An diesem Tag ging Ellen nicht zur Schule. So erfuhr sie erst nachmittags, was dort geschehen war, während sie bei ihrer Mutter gewacht hatte. Sie erfuhr es von ihrem Vater, der sich zwischen Terminen bei Gericht und in der Kanzlei, zwischen zu Hause und dem Krankenhaus hin- und herbewegte.

Ellens Freundin Dorothea hatte versucht, sich das Leben zu nehmen. Schuldirektor Ehrenfeldt hatte Ellens Vater angerufen und ihm berichtet, was sie getan hatte. Warum sie es getan hatte. Dass es wegen Sebastian war. In der Schule hatte es deswegen einen Aufruhr gegeben. Sebastian war dann zu Ellen nach Hause gekommen, um sie zu sehen. Ihr Vater hatte ihn zum Teufel gejagt.

Ellen hörte die Worte ihres Vaters wie aus weiter Ferne. Unwirklich. Sie schien in eine Art Dämmerzustand gefallen. In einen bösen Traum. Doch aus diesem Traum gab es kein Erwachen. Sie musste begreifen, dass ihr Leben sich plötzlich in einem Sturm fand, der alles niederriss.

Ellen saß den ganzen Tag am Bett ihrer Mutter und hielt eine kraftlose Hand. Ringsum arbeiteten Maschinen. Die Kabel wirkten, als ergriffen sie Besitz von dem Körper.

Mama wurde künstlich beatmet. Das Bild der schiefen Lippen, durch die der Atemschlauch drang, sollte Ellen nie mehr verlassen.

Mama sah aus, als schlafe sie.

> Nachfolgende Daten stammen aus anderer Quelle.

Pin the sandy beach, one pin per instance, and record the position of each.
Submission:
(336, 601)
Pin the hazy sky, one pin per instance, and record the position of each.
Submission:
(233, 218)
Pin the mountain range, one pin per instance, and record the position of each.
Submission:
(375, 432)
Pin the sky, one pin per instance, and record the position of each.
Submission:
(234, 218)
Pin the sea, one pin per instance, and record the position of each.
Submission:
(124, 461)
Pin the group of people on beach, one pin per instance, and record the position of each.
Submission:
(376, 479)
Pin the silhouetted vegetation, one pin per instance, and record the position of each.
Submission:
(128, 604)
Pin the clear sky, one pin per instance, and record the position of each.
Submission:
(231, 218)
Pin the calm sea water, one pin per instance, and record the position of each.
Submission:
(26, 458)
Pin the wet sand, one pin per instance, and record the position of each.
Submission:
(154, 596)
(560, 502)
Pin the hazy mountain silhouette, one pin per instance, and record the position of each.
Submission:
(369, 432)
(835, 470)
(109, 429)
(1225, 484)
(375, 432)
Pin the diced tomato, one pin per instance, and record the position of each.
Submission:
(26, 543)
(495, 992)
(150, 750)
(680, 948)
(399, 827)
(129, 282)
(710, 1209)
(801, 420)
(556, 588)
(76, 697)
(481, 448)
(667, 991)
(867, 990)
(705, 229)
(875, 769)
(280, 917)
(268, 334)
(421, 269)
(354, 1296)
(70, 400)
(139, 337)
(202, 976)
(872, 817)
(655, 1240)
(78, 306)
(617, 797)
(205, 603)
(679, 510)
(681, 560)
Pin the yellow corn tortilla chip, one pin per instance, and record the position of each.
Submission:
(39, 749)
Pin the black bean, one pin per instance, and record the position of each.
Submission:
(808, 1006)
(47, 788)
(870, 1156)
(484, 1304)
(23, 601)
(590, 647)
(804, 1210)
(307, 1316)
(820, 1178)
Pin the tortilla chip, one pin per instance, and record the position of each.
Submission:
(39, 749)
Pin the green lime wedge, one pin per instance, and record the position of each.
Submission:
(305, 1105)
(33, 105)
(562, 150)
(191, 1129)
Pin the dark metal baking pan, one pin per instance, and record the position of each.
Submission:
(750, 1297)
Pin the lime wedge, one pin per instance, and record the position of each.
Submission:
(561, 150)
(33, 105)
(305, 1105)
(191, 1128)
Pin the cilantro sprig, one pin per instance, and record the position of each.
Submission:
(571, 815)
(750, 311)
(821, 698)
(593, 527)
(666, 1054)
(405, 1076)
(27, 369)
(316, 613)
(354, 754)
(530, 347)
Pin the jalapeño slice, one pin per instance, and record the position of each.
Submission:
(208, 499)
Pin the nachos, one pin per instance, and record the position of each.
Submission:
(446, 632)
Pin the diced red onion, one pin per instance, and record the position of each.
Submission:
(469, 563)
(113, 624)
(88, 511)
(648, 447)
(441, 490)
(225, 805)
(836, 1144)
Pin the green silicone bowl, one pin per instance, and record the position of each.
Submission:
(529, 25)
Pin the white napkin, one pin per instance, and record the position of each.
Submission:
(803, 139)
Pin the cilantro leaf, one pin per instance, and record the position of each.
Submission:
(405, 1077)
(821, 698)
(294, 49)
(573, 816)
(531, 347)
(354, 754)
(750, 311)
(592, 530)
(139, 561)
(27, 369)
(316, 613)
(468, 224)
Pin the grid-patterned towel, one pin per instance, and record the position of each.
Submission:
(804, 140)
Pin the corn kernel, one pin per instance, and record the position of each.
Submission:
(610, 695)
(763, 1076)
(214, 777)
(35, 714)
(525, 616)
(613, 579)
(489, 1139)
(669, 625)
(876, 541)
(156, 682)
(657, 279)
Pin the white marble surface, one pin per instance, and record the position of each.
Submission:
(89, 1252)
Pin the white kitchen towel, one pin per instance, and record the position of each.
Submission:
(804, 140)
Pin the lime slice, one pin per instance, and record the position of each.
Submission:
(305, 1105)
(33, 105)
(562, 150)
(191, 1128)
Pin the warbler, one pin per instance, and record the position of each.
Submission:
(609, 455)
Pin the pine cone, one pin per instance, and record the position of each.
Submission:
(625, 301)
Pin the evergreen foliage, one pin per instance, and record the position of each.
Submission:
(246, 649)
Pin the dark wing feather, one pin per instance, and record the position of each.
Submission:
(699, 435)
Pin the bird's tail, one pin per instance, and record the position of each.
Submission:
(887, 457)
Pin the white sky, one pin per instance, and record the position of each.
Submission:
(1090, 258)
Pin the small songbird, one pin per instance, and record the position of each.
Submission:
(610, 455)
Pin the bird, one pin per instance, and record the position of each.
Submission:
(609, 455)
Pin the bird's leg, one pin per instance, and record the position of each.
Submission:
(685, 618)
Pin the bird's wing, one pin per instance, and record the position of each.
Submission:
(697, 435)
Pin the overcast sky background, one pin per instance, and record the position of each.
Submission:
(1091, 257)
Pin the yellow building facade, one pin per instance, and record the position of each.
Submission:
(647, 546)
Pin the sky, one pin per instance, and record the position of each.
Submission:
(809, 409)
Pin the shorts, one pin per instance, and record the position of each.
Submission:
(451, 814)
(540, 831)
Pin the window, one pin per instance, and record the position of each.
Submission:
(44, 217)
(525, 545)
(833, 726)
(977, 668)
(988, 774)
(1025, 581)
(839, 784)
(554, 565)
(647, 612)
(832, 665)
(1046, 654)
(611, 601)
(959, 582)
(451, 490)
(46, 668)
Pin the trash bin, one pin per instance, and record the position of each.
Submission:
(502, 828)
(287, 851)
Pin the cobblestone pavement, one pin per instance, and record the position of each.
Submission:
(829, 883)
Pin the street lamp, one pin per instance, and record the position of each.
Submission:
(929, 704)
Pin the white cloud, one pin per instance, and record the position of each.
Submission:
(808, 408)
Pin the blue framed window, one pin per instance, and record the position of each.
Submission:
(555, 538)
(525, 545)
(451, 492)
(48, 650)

Ihre Augen waren geschlossen. Doch es war kein Schlaf. Sie hatte sich bereits verabschiedet.

Abends zu Hause erfasste Ellen eine eigenartige Unruhe. Sie wollte noch einmal ins Krankenhaus.

Ihr Vater erklärte ihr, dass es bei dem Zustand ihrer Mutter keinen Sinn hatte. Und Ellen ließ sich darauf ein. Vielleicht auch deshalb, weil es ihr graute, damit wieder jenen alten schwarzen Stein hervor zu heben.

In dieser Nacht starb Mama. An einem Septembermorgen wurde sie in dem Familiengrab der von Eschrings neben dem kleinen Lukas beigesetzt. Das war vor zwölf Jahren.

Ellen war nun 29. Sie wohnte noch mit ihrem Vater am Westende des Grüneburgwegs. Sie hatte ihre Zimmer im zweiten Stock. Ihr Vater bewohnte das Mittelgeschoss. Die Räume im Parterre nutzten sie gemeinsam.

Das Haus gehörte der Familie schon über Generationen. Erbaut war es Mitte des 18. Jahrhunderts auf einem Grundstück, das die von Eschrings von der befreundeten Familie von Goethe erworben hatten. Es war ein Schmuckstück des Stadtviertels und stand unter Denkmalschutz.

Ellen saß auf der Polsterbank am Fußende ihres Betts. Ringsum verteilten sich Kartons. Vieles war schon für den Umzug nach London verpackt.

Die Schränke in der Ankleide nebenan standen offen. Ellen hatte damit begonnen, Kleidung auszusortieren, die sie in die Sammlung geben wollte. Anna half ihr, auch wenn es sie zu Tränen rührte.

Anna war schon lange die Haushälterin der von Eschrings. Sie hatte Ellen von Geburt an aufwachsen sehen. Seit sie wusste, dass Ellen auszog, sagte sie, dass sie sich zur Ruhe setze. Als hätte sie nun ihre Aufgabe erfüllt.

Ellen hatte nie etwas auf Schönheitsideale gegeben. Seit der Schulzeit war ein schwarzer Lidstrich das Einzige, was sie für ihre Erscheinung aufwendete.

Ihr blondes Haar war kürzer als damals. Auch war es von ein paar frühen grauen Strähnen durchzogen. Trotzdem dachte sie nicht daran, es zu färben.

Sie hatte es am Ansatz mit einem Tuch gebunden, wie sie es früher oft getan hatte. Das Tuch zeigte das Spektrum eines Regenbogens und hob sich damit deutlich von ihrer Kleidung ab. Pullover, Rock, Leggings: Ellen trug Schwarz.

Es war ein besonderes Tuch. In der Neun hatte sie es selbst bemalt.

Nun war es ihr Beitrag zu Maggies Achtziger-Feier. Ebenso der BW-Parka, der auf ihren Knien lag.

Sie hatte beides auf Demos getragen. Und auf den Kundgebungen der Grünen. Als die Grünen für sie noch eine Botschaft hatten.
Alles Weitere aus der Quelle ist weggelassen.